Florida's Civil War Years


Author: Keith W. Kohl
Publisher: CreateSpace
ISBN: 9781461126713
Category: Florida
Page: 168
View: 4610
The American Civil War would leave few parts of a divided land untouched. Florida was one of the places far removed from the areas of heavy fighting. Yet Florida would know the presence of war during the years of 1861 through 1865. The conflict nearly began in one of her coastal harbors, and the state would find its role to be steadily more prominent as the war progressed. Following early actions along the coasts and in surrounding waters, Florida became the scene of a growing number of battles and skirmishes. This is the story of Florida and the experiences of her citizens during this pivotal time in American history.

    • History

Railroads of Southwest Florida


Author: Gregg M. Turner
Publisher: Arcadia Publishing
ISBN: 9780738503493
Category: History
Page: 128
View: 9867
When the first "Iron Horse" arrived in Southwest Florida--at Charlotte Harbor in 1886--nearly 150,000 miles of railroads already existed in America, the transcontinental route was open, and Pullman sleeping cars were in wide use.
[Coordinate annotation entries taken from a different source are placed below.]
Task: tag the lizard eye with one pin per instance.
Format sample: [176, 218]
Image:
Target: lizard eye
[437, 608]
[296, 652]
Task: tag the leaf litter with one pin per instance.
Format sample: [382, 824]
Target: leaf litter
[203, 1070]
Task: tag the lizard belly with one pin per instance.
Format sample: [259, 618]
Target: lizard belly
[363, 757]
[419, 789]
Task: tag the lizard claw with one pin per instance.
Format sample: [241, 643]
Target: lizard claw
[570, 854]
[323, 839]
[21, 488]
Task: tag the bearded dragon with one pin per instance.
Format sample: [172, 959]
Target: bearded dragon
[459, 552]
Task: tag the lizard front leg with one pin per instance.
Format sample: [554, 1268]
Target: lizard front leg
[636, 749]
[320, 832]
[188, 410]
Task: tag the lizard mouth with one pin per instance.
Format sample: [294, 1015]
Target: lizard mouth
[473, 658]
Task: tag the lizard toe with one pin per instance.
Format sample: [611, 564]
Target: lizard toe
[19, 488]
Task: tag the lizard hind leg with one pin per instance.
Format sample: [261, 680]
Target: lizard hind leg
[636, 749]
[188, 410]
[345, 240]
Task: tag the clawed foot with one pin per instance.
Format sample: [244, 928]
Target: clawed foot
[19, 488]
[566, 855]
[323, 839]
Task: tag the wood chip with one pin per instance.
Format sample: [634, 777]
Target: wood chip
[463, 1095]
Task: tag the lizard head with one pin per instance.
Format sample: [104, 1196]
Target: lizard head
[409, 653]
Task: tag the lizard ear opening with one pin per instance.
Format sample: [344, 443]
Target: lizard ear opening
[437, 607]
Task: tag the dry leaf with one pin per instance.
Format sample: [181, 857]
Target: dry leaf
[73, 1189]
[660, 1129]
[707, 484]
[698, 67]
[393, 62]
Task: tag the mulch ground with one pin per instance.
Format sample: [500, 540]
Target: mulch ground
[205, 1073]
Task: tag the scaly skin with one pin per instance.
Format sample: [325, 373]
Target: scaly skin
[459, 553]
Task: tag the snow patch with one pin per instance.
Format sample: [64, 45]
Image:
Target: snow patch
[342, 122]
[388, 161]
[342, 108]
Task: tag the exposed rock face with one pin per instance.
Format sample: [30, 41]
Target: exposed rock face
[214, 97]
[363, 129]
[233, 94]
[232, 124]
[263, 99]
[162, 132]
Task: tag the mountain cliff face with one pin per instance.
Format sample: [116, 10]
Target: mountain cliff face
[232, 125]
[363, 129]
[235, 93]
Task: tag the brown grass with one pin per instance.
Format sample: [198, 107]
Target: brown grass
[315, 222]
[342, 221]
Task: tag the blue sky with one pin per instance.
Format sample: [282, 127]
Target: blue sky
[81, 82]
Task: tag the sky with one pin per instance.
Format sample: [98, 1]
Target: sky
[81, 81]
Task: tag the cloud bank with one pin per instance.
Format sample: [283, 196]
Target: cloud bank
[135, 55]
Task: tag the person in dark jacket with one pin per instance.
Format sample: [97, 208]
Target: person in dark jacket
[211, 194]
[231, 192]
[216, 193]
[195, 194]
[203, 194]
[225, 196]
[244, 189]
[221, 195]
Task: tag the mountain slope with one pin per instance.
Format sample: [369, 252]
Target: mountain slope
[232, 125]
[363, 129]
But despite a late start, railroads forever transformed this beautiful region of the Sunshine State and connected its people to the outside world. In Railroads of Southwest Florida, the golden age of railroading is documented with captivating images of stations, machines, and the people whose lives were affected by this significant form of transportation. From interior views of well-furnished passenger cars to scenes of hardworking men who made it all possible, this collection provides a thorough look at a fascinating, almost forgotten heritage.